The average pharmacokinetic parameters were evaluated by comparing the differences between OTC IV, OTC LA IM, and OTC IM Groups by Duncan test using a statistically one-way analysis of variance. The average value under p < 0.05 was considered as statistically different.
Retention time were found as 6.4 min; with a limit of detection (LOD) as 0.0125 g/ml and LOD as 0.025 µg/ml. Average recovery rate was 91.12%. The average plotted regression line for OTC concentration standards were calculated from 0.0125, 0.025, 0.05, 0.1, 0.2, 0.4, 0.8, 1.6, 3.2, 6.4, 12.8, 25, and 50 µg/ml concentrations with correlation coefficient as r2 = 0.9964 using y = 49,239x formula.
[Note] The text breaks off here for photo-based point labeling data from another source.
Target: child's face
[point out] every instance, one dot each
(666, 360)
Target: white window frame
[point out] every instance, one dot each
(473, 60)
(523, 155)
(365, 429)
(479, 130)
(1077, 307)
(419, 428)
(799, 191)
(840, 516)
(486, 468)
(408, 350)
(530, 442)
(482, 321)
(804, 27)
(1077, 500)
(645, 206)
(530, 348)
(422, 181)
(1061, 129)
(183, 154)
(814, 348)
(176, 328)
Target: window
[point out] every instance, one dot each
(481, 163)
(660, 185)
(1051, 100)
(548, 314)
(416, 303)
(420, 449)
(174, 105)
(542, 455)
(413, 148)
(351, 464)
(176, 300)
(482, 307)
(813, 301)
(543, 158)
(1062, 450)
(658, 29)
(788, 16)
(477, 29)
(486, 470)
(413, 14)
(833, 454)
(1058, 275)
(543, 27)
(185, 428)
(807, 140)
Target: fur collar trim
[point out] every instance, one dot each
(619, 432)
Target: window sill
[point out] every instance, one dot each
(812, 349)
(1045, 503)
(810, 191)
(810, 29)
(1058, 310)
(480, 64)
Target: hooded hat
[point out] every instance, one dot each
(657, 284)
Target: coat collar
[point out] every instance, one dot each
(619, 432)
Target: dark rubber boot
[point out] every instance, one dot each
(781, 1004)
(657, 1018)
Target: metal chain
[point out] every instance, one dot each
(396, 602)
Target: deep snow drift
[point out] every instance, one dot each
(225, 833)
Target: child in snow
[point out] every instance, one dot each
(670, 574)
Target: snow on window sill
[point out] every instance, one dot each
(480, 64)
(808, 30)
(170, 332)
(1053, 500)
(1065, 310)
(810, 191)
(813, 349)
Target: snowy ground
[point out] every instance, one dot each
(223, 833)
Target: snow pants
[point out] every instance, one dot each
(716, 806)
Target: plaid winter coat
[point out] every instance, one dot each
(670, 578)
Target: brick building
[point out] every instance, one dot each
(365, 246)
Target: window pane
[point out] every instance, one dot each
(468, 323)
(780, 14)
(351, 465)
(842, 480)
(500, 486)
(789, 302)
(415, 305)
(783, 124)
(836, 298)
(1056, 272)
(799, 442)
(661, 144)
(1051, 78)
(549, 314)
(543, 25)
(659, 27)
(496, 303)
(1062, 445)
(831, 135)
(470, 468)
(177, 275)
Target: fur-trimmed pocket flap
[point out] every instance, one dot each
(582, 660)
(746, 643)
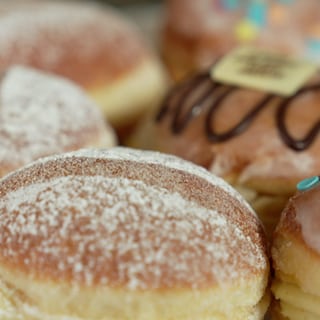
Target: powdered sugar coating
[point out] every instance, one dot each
(171, 161)
(107, 221)
(42, 115)
(86, 43)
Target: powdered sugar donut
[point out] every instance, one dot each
(92, 45)
(123, 233)
(42, 114)
(262, 143)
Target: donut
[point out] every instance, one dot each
(94, 46)
(261, 143)
(296, 256)
(42, 114)
(128, 234)
(197, 33)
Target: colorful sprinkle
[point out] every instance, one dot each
(246, 31)
(308, 183)
(278, 14)
(257, 13)
(230, 4)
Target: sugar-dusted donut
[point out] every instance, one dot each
(94, 46)
(128, 234)
(42, 114)
(262, 143)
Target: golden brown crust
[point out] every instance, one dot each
(129, 222)
(299, 222)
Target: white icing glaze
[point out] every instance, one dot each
(308, 216)
(143, 225)
(60, 23)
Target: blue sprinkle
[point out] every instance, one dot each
(257, 13)
(230, 4)
(286, 1)
(308, 183)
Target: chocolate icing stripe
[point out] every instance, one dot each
(177, 102)
(298, 145)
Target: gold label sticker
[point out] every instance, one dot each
(268, 71)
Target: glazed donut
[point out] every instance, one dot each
(42, 114)
(91, 45)
(261, 143)
(127, 234)
(197, 33)
(296, 258)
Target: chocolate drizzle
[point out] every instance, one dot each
(188, 99)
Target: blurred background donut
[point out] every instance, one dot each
(43, 114)
(93, 45)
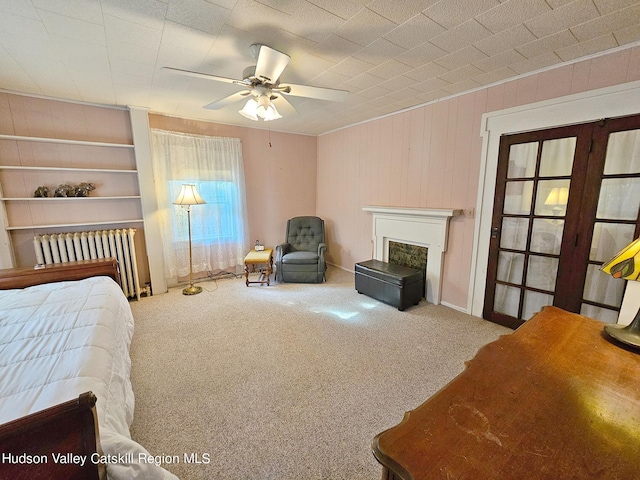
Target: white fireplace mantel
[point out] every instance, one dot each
(426, 227)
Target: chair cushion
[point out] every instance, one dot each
(300, 258)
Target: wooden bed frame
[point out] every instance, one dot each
(59, 272)
(70, 428)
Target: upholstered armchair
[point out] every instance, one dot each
(301, 258)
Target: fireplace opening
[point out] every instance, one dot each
(408, 255)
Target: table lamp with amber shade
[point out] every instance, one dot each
(626, 264)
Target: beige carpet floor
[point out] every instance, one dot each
(289, 381)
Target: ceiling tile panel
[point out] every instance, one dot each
(461, 36)
(352, 67)
(365, 27)
(454, 12)
(421, 55)
(562, 18)
(150, 13)
(363, 81)
(431, 84)
(20, 8)
(311, 22)
(388, 55)
(399, 11)
(505, 40)
(609, 6)
(379, 51)
(547, 44)
(90, 11)
(626, 18)
(335, 48)
(198, 14)
(375, 92)
(342, 8)
(461, 74)
(627, 35)
(427, 71)
(461, 58)
(389, 69)
(398, 82)
(415, 31)
(329, 79)
(511, 13)
(536, 63)
(73, 28)
(433, 95)
(496, 62)
(461, 86)
(495, 76)
(587, 47)
(124, 31)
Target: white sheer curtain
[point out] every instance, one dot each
(219, 229)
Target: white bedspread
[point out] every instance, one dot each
(59, 340)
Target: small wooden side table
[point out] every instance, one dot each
(261, 257)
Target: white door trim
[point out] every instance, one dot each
(616, 101)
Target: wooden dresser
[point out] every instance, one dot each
(554, 400)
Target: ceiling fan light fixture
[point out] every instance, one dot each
(271, 113)
(249, 110)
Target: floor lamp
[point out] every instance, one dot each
(189, 196)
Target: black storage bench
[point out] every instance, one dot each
(395, 285)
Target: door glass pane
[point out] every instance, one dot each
(602, 288)
(522, 160)
(608, 239)
(552, 197)
(533, 303)
(541, 272)
(510, 267)
(517, 198)
(557, 157)
(514, 233)
(619, 199)
(506, 300)
(599, 313)
(546, 236)
(623, 153)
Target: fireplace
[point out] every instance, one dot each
(423, 227)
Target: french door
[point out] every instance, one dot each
(567, 199)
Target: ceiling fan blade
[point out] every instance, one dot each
(223, 102)
(271, 64)
(284, 106)
(314, 92)
(206, 76)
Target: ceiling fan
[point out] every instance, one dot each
(261, 83)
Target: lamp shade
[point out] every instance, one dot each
(249, 110)
(188, 196)
(626, 263)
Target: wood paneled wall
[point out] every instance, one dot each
(430, 157)
(279, 168)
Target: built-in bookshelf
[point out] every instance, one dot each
(27, 163)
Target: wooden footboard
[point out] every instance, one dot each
(58, 443)
(28, 276)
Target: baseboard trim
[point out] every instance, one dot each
(455, 307)
(341, 267)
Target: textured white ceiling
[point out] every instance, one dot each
(389, 54)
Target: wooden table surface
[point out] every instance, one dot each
(554, 400)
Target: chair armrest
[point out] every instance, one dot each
(281, 250)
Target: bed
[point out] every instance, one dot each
(66, 401)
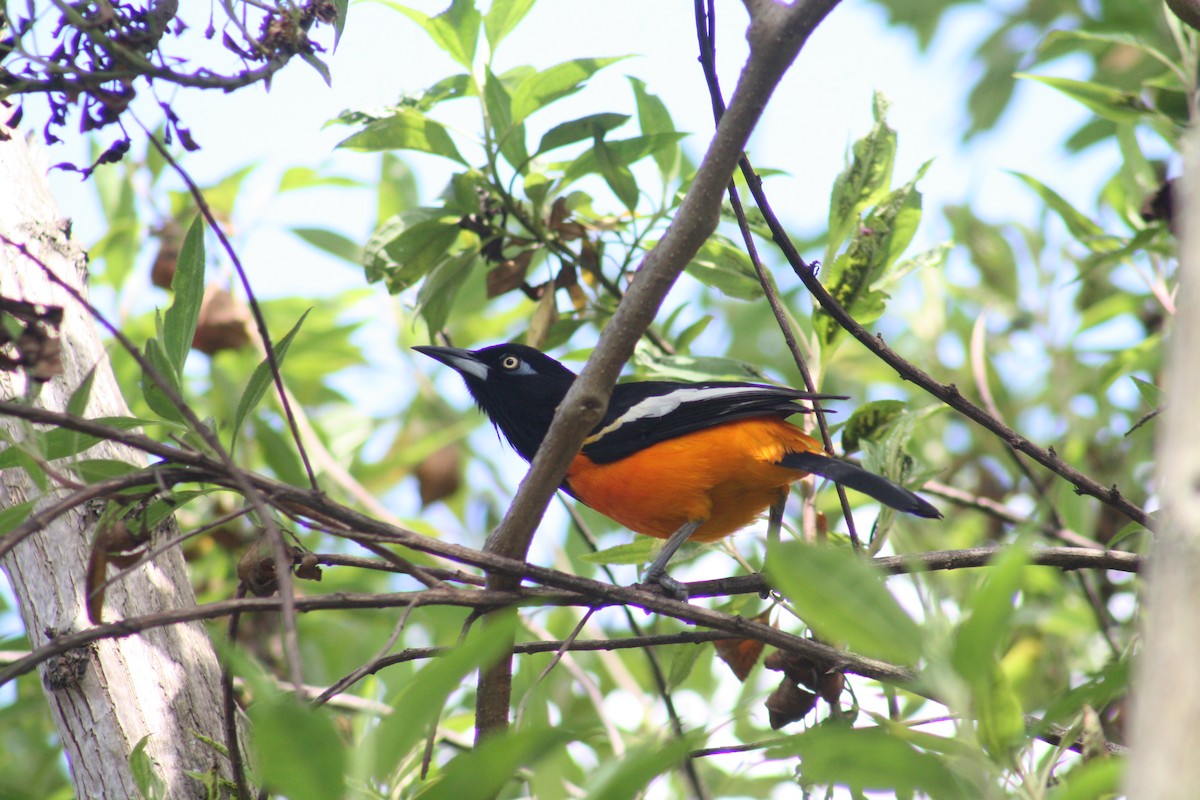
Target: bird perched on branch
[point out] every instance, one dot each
(670, 459)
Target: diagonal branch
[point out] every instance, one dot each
(777, 34)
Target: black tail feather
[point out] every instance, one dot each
(856, 477)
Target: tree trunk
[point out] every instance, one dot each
(162, 684)
(1167, 687)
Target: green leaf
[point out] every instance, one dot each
(408, 246)
(331, 242)
(1150, 392)
(179, 322)
(586, 127)
(1104, 101)
(407, 128)
(419, 704)
(77, 404)
(455, 30)
(1120, 40)
(856, 275)
(442, 284)
(154, 395)
(301, 178)
(726, 268)
(322, 68)
(144, 770)
(868, 759)
(616, 174)
(545, 86)
(60, 443)
(864, 180)
(1101, 777)
(342, 8)
(625, 151)
(93, 470)
(502, 18)
(298, 750)
(654, 118)
(869, 421)
(627, 777)
(1000, 719)
(843, 597)
(261, 379)
(481, 773)
(1080, 226)
(694, 367)
(987, 631)
(640, 551)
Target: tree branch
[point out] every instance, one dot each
(775, 38)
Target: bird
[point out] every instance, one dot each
(671, 459)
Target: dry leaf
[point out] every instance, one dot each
(789, 703)
(223, 323)
(742, 654)
(439, 474)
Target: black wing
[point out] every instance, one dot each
(646, 413)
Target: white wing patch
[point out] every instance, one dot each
(663, 404)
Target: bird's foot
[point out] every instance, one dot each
(672, 588)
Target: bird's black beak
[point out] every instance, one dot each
(461, 361)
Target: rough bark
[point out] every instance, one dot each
(1167, 687)
(162, 684)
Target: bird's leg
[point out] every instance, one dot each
(658, 571)
(775, 519)
(774, 527)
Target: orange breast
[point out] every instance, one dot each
(726, 475)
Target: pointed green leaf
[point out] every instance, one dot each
(481, 773)
(726, 268)
(1104, 101)
(441, 286)
(625, 151)
(408, 246)
(502, 18)
(586, 127)
(1080, 226)
(654, 118)
(843, 597)
(298, 750)
(616, 174)
(261, 379)
(869, 420)
(419, 704)
(627, 777)
(640, 551)
(179, 322)
(1101, 777)
(864, 180)
(60, 443)
(544, 88)
(407, 128)
(983, 636)
(509, 133)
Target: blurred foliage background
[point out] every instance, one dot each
(1051, 320)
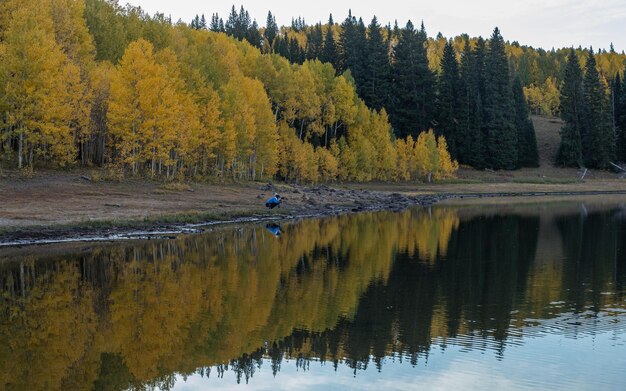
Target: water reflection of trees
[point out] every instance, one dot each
(351, 289)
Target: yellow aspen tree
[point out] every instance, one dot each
(100, 81)
(426, 155)
(125, 114)
(327, 164)
(70, 30)
(34, 92)
(208, 137)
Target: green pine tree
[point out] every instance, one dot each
(618, 100)
(376, 75)
(501, 134)
(271, 29)
(329, 53)
(449, 100)
(570, 151)
(598, 138)
(315, 42)
(412, 107)
(526, 139)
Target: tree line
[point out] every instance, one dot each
(452, 85)
(594, 115)
(94, 83)
(477, 104)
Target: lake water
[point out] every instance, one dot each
(475, 297)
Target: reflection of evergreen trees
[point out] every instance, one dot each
(595, 245)
(350, 290)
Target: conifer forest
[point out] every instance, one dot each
(93, 83)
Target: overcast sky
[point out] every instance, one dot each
(539, 23)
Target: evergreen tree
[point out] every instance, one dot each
(570, 151)
(195, 23)
(217, 24)
(281, 46)
(329, 53)
(598, 139)
(412, 104)
(618, 100)
(376, 72)
(500, 131)
(271, 29)
(449, 101)
(352, 43)
(296, 54)
(315, 42)
(526, 139)
(254, 35)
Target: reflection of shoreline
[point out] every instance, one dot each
(359, 287)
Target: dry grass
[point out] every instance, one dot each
(46, 198)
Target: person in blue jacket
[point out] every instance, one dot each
(273, 202)
(274, 229)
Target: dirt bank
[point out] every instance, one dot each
(54, 207)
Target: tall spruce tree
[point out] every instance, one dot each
(353, 43)
(598, 139)
(472, 150)
(570, 151)
(527, 153)
(449, 106)
(315, 42)
(501, 134)
(376, 72)
(253, 35)
(618, 100)
(271, 29)
(413, 84)
(329, 53)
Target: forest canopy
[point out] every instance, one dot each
(92, 83)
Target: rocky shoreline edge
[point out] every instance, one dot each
(318, 201)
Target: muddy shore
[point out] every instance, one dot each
(300, 202)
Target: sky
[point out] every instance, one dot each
(538, 23)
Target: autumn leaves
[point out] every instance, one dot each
(183, 103)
Kinetic parameters are shown in Table 1 for Groups 1, 2, and 3.
Table 1. Pharmacokinetic parameters of OTC in Kilis Goat following administration of conventional and long-acting formulations at a single dose of 20 mg/kg.
Oxytetracycline LA (IM) compared to the OTC conventional formulations (IM and IV) showed statistically significant differences (p < 0.05) (Table 1). OTC goats in Group 2 (LA)’s half-life (T1/2: 27.96 ± 11.66 h) were significantly longer than the other Groups (p < 0.05). In terms of half-life, OTC IV (10.84 ± 3:20 h) and IM (10.47 ± 1.30 h) applications did not show any significant differences statistically (Table 1). Peak plasma concentration (Cmax) in goats treated with OTC via the IM route (13.57 ± 5.83 μg/ml) and OTC (LA), IM (8.72 ± 2.47 μg/ml) was shown in Table 1. The Tmax was higher (p < 0.05) in Group 2 compared to other two Groups (Group 1 Tmax: 0.28 ± 0.09 h; Group 3 Tmax: 0.46 ± 0.09 h) (Table 1). The latest time that drug was determined plasma was (Tlast) 58.28 ± 4.53 h in Group 1, 89.14 ± 11.71 h in Group 2, and 70.29 ± 4.54 h in Group 3. OTC concentration in plasma stayed the longest for Group 3 application (Table 1). The area under the curve (AUC) was much higher (p < 0.05) in Group 1 compared to Group 2 and 3 (Table 1). Bioavailability of OTC LA (IM route) and conventional OTC (IM route) at 20 mg/kg dose were 83.15 and 69.71% (Table 1). The plasma OTC concentrations of some animals were not been able to be determined (one animal for OTC IV at 12th hour; and two for IM applications; 12th and 8th hour). Following 48th hour of OTC LA IM administration, no drug was detected in the plasma.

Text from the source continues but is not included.